Moskova dışındaki projelerde süreç nasıl işliyor?
BT: Şu anda Minsk'te bir projemiz var. Türkiye'de garip karşıladığımız bazı durumları bu işlere girdikten sonra artık normal karşılıyoruz. Mesela konsepti başka birine ait olan projenin uygulamasını çizebiliyoruz. Ya da konsept projeyi biz yapıyoruz, Rusya'daki başka firma uygulamayı yapıyor. Tabi bunlara alışmak da kolay olmadı, çünkü burada müelliflik diye bir şey var. Sen nasıl adamın konseptine uygulama projesi teklifi verirsin? Ama sistemin geneli böyle. Mesela aynı işverene iki tane konsept yapmışız, birinin uygulamasına başladık, "diğerinin uygulamasını size vermeyeceğim" dedi. Niye vermediğini sorduk. "Sen zaten yeteri kadar proje işi alıyorsun, ben bunların hepsini aynı büroya yükleyerek risk alamam, Rus bir firmaya vereceğim" dedi. Şu anda konsepti bize ait olan bir projenin uygulamasını Rus bir firma yapıyor. Biz de Chapman Taylor'un Moskova, Smolenskaya Caddesi'ndeki projesinin uygulamasını yapıyoruz.

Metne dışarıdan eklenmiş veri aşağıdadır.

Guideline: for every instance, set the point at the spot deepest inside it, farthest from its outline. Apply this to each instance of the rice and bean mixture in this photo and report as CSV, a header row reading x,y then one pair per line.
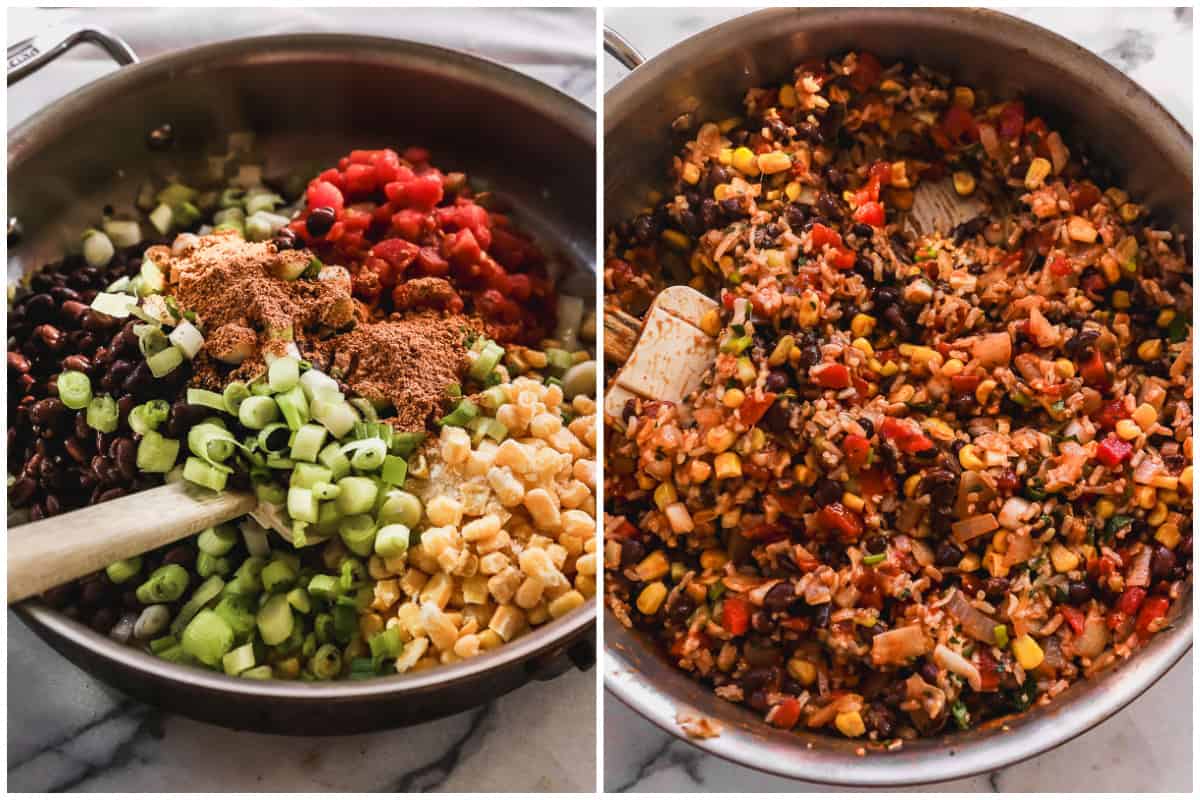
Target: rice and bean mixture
x,y
929,480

GT: Bakış açınızda en çok ne değişti derseniz, Erhan'ın da dediği gibi bir bina bir kişiyle yapılmıyor. Projenin detayını çizenden şantiyeyi organize edene kadar çok kalabalık bir ekip var. Bora'nın anlattığı o süreçte bir binanın herhangi bir tarafından tutabilirsiniz, aslında çok farklı işler var. Bir de artık çokuluslu bir durum var. Moskova ofisimizde çok farklı kökenlerden insanlar var, hepsi farklı bir kültür demek. Bir sürü kültürle, bir sürü noktasından bambaşka bir organizasyon aslında bina dediğimiz şey. Özellikle Minvody Expo Center gibi büyük yapılarda. Çelik firmasında çalışan bir insanın çizdiği bir nokta da bu binanın bir parçası...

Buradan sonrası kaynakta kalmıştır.